Newsletter November 2019

The activity of the enterprises from industry, construction, trade and market services, in 2018

Compared to 2017, the total number of enterprises of the total active enterprises from the economic sectors (industry, construction, trade and market services) increased by 4.2%. At the end of 2018, there were 57756 enterprises in the industry sector, namely 10.5% of the total active enterprises from the economic sectors (industry, construction, trade and market services). The highest share was that of the active enterprises from the market services sector, namely 47.7%.

The structure of gross investments by economic activity sectors is the following: industry 38.2%, market services 32.8%, construction 14.9% and trade 14.1%. As regards the turnover, the highest share was that of the enterprises having trade as their main activity (40.1%), while the share of construction enterprises was only 5.9%.

Industrial policy – recommendations

The European Commission published on 5th of November the recommendations by a group of experts, the Strategic Forum on Important Projects of Common European Interest, to boost Europe’s competitiveness and global leadership in six strategic and future-oriented industrial sectors: Connected, clean and autonomous vehicles; Hydrogen technologies and systems; Smart health; Industrial Internet of Things; Low-carbon industry; and Cybersecurity.

The EU has put in place flexible State aid rules to facilitate IPCEIs. In December 2018, the Commission approved, under the State aid IPCEI framework, €1.75 billion of public investment, which will unlock an additional €6 billion of private investment for research and innovation in microelectronics.

Developments in inflation

The National Bank of Romania has published the Inflation Report for November 2019. As shown in the report, the annual CPI inflation rate returned to the upper bound of the variation band of the flat target of 2.5 percent ± 1 percentage point, ending 2019 Q3 at 3.49 percent (0.35 percentage points below the June level and 0.2 percentage points below the latest forecast). Behind the disinflationary trend stood mainly the declines in vegetable prices amid a good harvest across the EU. Opposite influences stemmed from tobacco product prices and the slightly faster growth of the adjusted CORE2 inflation rate, indicating the persistence of inflationary pressures from fundamentals.

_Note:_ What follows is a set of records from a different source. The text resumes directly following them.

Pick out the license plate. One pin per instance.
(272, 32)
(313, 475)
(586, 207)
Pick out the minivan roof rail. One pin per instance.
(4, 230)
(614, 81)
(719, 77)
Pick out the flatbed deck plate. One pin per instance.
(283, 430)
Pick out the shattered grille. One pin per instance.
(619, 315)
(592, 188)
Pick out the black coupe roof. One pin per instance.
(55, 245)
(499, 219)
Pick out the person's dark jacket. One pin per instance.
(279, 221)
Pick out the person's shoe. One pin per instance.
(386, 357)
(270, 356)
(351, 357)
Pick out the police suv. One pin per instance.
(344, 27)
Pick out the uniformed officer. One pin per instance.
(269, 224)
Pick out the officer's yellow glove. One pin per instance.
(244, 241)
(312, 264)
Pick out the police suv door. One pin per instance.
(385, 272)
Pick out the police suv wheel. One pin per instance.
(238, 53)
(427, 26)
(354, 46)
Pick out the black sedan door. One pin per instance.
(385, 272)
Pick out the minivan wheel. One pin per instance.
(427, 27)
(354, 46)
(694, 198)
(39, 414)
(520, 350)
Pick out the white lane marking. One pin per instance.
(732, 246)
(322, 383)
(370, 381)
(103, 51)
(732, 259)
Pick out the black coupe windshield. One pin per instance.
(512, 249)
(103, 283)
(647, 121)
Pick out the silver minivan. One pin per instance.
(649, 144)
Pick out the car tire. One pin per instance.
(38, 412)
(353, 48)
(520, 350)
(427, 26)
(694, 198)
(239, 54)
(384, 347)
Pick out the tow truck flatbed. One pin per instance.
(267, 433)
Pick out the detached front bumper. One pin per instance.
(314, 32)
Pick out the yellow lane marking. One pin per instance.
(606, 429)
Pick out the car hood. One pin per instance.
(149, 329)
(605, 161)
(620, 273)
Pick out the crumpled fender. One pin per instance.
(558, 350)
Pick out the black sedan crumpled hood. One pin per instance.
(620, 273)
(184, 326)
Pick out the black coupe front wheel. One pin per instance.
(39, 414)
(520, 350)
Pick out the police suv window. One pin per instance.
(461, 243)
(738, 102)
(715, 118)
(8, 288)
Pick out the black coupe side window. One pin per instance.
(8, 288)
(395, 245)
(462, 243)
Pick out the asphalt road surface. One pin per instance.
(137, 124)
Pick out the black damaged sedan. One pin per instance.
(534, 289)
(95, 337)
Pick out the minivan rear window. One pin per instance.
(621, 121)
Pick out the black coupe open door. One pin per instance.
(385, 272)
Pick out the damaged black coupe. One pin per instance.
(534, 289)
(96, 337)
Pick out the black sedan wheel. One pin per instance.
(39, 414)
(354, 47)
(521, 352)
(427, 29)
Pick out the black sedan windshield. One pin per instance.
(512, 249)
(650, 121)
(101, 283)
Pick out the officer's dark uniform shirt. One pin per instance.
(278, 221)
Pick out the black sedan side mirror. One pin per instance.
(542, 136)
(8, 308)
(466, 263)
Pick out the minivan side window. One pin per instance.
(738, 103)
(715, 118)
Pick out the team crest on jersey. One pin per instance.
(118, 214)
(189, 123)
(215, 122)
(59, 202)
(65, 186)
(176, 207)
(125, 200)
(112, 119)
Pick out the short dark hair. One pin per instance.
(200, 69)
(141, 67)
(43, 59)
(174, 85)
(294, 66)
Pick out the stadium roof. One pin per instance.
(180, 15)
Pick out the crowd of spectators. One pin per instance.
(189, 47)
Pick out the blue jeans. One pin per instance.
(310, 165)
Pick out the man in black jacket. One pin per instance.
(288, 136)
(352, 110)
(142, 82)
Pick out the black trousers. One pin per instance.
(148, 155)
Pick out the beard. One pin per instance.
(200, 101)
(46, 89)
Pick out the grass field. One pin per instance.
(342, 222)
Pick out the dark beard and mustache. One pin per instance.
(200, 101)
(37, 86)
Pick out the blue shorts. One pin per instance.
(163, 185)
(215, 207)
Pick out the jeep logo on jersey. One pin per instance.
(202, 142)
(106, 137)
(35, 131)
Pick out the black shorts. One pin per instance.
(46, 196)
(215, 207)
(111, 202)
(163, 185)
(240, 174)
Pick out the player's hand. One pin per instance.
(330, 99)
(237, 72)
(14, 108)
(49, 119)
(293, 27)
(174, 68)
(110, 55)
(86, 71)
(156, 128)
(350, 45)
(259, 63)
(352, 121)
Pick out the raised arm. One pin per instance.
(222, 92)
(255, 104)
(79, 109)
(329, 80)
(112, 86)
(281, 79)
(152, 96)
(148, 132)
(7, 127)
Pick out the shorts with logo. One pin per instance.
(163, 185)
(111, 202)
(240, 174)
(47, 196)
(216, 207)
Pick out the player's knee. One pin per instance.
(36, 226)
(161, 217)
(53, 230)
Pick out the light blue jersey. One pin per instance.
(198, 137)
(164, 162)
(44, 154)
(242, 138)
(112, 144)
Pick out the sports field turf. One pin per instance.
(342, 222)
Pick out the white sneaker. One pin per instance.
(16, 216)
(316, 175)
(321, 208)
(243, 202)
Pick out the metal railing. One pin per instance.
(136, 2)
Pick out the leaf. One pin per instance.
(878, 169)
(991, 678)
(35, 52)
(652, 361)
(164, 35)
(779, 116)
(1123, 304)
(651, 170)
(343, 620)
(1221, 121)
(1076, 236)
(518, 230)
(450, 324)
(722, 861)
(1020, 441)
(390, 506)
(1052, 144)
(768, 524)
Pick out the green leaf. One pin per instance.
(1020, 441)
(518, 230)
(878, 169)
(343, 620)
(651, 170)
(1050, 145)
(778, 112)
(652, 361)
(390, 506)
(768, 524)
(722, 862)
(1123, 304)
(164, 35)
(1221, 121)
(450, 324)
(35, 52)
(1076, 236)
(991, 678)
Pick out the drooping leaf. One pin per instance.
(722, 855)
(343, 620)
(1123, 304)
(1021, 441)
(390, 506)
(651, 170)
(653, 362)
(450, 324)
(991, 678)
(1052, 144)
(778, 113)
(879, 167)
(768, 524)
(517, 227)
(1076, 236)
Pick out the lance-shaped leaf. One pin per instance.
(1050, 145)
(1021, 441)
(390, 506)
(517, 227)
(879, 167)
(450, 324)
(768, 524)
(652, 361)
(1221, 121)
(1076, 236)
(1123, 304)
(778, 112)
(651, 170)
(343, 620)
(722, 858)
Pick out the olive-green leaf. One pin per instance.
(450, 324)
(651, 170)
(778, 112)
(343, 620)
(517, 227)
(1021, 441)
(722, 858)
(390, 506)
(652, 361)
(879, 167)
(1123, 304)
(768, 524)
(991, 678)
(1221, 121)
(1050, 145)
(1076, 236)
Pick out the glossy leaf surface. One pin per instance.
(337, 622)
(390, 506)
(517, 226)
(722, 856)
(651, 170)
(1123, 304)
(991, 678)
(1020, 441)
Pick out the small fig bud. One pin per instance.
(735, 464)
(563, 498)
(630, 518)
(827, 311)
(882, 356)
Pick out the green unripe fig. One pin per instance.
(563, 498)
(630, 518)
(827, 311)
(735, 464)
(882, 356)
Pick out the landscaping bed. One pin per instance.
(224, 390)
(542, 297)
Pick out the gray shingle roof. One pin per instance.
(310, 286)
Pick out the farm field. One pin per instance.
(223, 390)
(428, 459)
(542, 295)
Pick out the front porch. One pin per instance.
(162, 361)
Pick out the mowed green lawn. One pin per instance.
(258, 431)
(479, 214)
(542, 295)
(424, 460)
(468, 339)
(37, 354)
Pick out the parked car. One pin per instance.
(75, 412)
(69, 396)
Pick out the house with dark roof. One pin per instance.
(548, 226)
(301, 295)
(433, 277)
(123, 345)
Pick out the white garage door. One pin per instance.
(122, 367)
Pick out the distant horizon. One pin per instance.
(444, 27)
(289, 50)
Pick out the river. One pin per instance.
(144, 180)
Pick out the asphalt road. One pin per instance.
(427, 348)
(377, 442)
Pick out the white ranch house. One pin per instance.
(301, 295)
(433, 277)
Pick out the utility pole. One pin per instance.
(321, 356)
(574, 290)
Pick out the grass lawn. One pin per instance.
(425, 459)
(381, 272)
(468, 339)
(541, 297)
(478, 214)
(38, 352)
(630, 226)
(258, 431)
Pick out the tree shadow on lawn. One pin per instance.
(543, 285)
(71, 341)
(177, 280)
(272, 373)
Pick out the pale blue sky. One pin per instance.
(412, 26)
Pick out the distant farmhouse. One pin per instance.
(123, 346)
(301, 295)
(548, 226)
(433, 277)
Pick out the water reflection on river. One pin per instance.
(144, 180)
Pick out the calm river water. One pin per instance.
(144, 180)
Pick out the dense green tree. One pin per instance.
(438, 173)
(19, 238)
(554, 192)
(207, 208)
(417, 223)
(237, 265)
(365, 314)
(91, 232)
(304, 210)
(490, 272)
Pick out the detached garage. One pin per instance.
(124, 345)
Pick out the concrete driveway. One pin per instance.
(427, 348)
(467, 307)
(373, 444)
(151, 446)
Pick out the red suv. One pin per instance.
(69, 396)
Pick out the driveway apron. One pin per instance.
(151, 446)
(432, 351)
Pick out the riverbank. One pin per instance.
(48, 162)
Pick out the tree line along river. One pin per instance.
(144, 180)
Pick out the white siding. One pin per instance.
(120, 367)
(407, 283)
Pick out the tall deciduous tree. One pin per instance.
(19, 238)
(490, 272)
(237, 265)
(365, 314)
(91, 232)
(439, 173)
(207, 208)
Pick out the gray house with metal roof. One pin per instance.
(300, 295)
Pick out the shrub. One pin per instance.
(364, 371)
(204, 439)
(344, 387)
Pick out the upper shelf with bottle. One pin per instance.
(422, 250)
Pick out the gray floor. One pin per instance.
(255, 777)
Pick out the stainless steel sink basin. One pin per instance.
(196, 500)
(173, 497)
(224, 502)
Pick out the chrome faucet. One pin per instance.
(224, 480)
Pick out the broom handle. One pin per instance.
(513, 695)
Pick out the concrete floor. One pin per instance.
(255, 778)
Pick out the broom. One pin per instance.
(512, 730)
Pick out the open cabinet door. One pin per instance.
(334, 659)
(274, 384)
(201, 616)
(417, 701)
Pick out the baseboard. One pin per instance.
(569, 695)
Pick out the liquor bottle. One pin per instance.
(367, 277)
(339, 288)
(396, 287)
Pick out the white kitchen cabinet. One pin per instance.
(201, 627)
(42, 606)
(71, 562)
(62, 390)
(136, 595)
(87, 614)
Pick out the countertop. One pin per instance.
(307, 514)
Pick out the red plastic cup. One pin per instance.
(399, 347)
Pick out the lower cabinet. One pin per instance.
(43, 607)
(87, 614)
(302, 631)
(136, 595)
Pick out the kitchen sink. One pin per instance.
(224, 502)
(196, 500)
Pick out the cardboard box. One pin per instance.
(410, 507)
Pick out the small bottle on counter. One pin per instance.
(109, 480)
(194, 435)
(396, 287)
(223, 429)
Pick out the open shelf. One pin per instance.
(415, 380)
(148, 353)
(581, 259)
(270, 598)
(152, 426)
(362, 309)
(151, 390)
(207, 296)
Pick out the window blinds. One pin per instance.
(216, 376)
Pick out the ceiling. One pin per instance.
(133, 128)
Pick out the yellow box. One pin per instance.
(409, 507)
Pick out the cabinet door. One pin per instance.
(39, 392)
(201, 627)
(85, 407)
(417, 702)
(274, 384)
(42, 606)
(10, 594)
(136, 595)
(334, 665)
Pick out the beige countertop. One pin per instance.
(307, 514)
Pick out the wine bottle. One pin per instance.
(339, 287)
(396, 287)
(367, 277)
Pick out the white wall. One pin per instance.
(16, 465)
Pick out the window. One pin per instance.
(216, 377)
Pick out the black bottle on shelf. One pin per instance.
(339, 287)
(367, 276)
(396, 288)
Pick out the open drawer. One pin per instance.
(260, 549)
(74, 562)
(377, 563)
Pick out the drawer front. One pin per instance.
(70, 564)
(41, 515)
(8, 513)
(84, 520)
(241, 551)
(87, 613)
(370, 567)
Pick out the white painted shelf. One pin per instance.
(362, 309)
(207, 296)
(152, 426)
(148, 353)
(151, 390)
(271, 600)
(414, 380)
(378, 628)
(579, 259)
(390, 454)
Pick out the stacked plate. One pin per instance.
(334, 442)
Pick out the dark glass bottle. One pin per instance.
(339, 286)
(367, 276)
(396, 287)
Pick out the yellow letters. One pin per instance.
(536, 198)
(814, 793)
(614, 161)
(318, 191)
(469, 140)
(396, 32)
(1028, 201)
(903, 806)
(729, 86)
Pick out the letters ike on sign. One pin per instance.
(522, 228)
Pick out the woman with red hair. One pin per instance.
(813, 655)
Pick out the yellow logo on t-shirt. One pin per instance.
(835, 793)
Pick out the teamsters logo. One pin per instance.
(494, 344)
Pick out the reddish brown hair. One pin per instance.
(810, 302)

The average annual inflation rate continued to fall during Q3 to 3.8 percent for the CPI inflation calculated based on the national methodology and to 3.9 percent for the HICP inflation calculated in accordance with the harmonised structure. At the same time, the average annual indicator further recorded the highest level among the EU Member States for the 14th month in a row, with the differential versus the EU average remaining above 2 percentage points.

€200 million to promote European agri-food products

The European Commission will allocate €200.9 million in 2020 to fund promotion activities for EU agri-food products at home and abroad. The 2020 promotion policy work programme adopted by the Commission outlines the main priorities for support. EU policy on the promotion of agri-food products is designed to help the sector take advantage of the expanding and increasingly dynamic global agri-food market, raise awareness on quality schemes including organic produce and help producers should they face market disturbances.

The calls for proposals for the upcoming 2020 campaigns will be published in January 2020. A wide range of bodies, such as trade organisations, producer organisations and agri-food groups responsible for promotion activities are eligible to apply for funding and submit their proposals.